I have been playing with my death recently. Actually, it has been playing with me. Now I am in my fifties, and it’s a step less romantic, more chilly. Anyway: it’s coming.

One of my responses to dying is fear. I would like some security against it. Or a lively distraction. Unfortunately, I can’t think of what I would like to horde until then. And I can’t think of what I can collect that might give retrospective satisfaction: “THIS is what I spent my life doing”.
When I give up on the fear, and give up on collecting, another impulse arises and in a language new and awkward to me; to spend the present moment of the rest of my life, giving love and care to myself and whomever I am with 1 . That impulse feels right. It feels like the right intention for every moment, and the best resolution to look back on.
Until this point, my thought walk a straight road, but then two voices appear;
One voice is delighted,
“Finally, Desmond! Love and care! I can’t wait!” This voice sings Hallelujah like a gospel choir. In character it’s like a Labrador seeing the coat going on, about to go on a walk.
The other voice is very slick.
It says, “Well! Desmond! Love and care, eh? That’s hardly been your specialty, has it?” It’s a more bitchy, feline voice.

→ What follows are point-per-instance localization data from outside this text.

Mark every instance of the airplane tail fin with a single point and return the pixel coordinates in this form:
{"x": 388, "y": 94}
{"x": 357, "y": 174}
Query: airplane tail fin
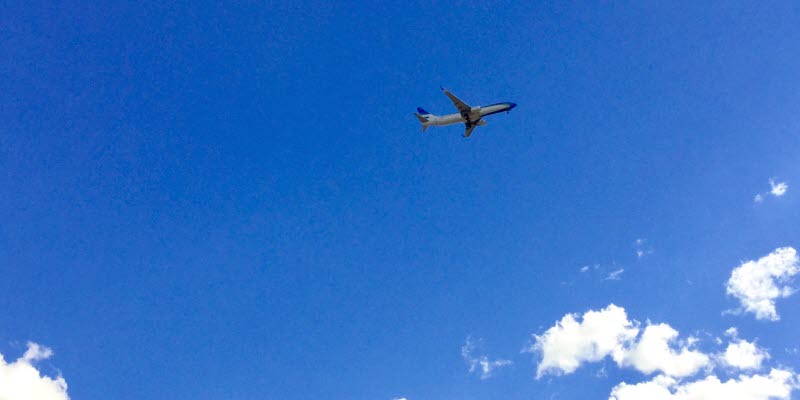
{"x": 422, "y": 120}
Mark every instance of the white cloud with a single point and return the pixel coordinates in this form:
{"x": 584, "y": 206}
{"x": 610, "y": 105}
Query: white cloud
{"x": 744, "y": 355}
{"x": 757, "y": 284}
{"x": 778, "y": 385}
{"x": 615, "y": 275}
{"x": 481, "y": 363}
{"x": 609, "y": 332}
{"x": 652, "y": 352}
{"x": 778, "y": 189}
{"x": 20, "y": 380}
{"x": 642, "y": 248}
{"x": 568, "y": 344}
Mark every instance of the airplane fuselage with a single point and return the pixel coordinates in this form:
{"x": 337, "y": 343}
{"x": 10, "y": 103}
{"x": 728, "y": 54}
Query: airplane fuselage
{"x": 476, "y": 113}
{"x": 467, "y": 115}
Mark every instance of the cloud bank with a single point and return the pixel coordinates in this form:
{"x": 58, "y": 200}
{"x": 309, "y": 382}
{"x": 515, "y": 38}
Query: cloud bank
{"x": 757, "y": 284}
{"x": 609, "y": 333}
{"x": 20, "y": 380}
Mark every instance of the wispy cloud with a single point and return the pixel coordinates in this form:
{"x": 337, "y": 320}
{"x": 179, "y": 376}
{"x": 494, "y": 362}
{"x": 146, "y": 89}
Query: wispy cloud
{"x": 642, "y": 248}
{"x": 481, "y": 363}
{"x": 777, "y": 189}
{"x": 615, "y": 275}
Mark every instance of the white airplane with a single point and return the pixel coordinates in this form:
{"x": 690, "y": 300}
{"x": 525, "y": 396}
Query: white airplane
{"x": 469, "y": 116}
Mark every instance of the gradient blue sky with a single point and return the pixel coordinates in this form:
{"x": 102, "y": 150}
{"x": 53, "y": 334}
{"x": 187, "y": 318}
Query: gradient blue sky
{"x": 204, "y": 200}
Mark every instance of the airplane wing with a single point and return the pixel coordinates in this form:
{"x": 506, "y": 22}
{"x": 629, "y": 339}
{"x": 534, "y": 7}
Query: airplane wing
{"x": 470, "y": 128}
{"x": 462, "y": 107}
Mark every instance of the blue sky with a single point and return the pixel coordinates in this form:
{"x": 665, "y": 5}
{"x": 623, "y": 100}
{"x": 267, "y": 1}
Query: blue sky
{"x": 235, "y": 201}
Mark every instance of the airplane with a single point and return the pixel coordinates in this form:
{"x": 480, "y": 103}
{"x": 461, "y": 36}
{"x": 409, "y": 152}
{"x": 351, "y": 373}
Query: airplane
{"x": 469, "y": 116}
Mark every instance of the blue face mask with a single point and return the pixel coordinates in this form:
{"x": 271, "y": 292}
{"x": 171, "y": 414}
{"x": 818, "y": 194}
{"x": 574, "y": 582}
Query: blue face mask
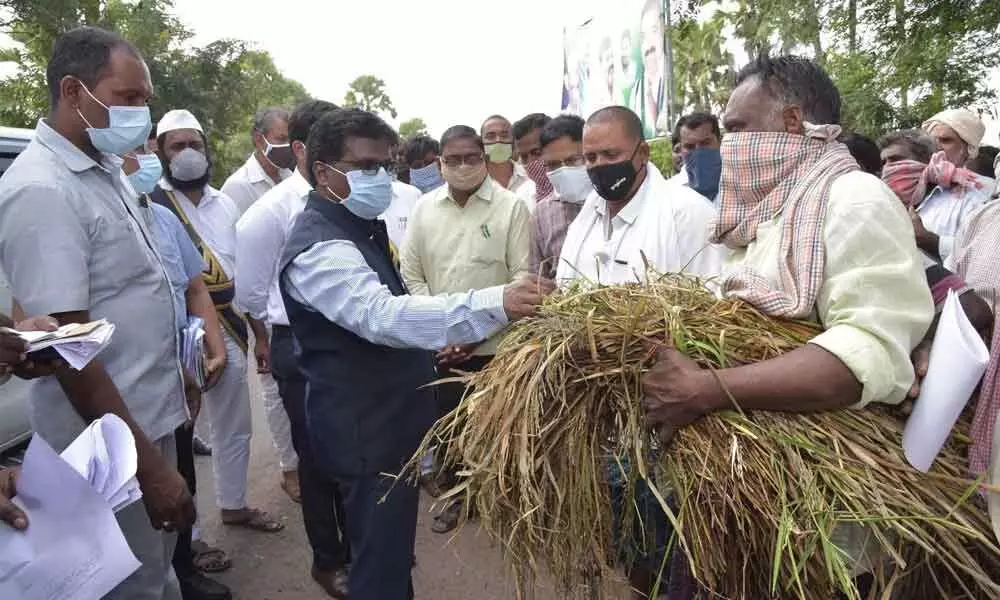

The first voice, while it brings great joy, is also uncomfortable 2. It is not ‘me’. Or at least not my familiar me. I can keep the voice alive, like bouncing a balloon on my hand but without attention it falls into the other voice.
The other voice I dislike. But I find it very comfortable 3. When this voice has taken over, I feel regret after a guest has left, “Why did I spend so long arguing a point that doesn’t matter?“
The metaphor of the balloon isn’t satisfying, implying constant effort to keep an unstable mood afloat. There is also a pun about gravity: love and care aren’t grave enough. Couldn’t love and care be a plant, growing under good conditions? Like Blake’s sunflower, “Who countest the steps of the Sun” 4.
As long death as is an appeal to love, it isn’t an appeal to fear.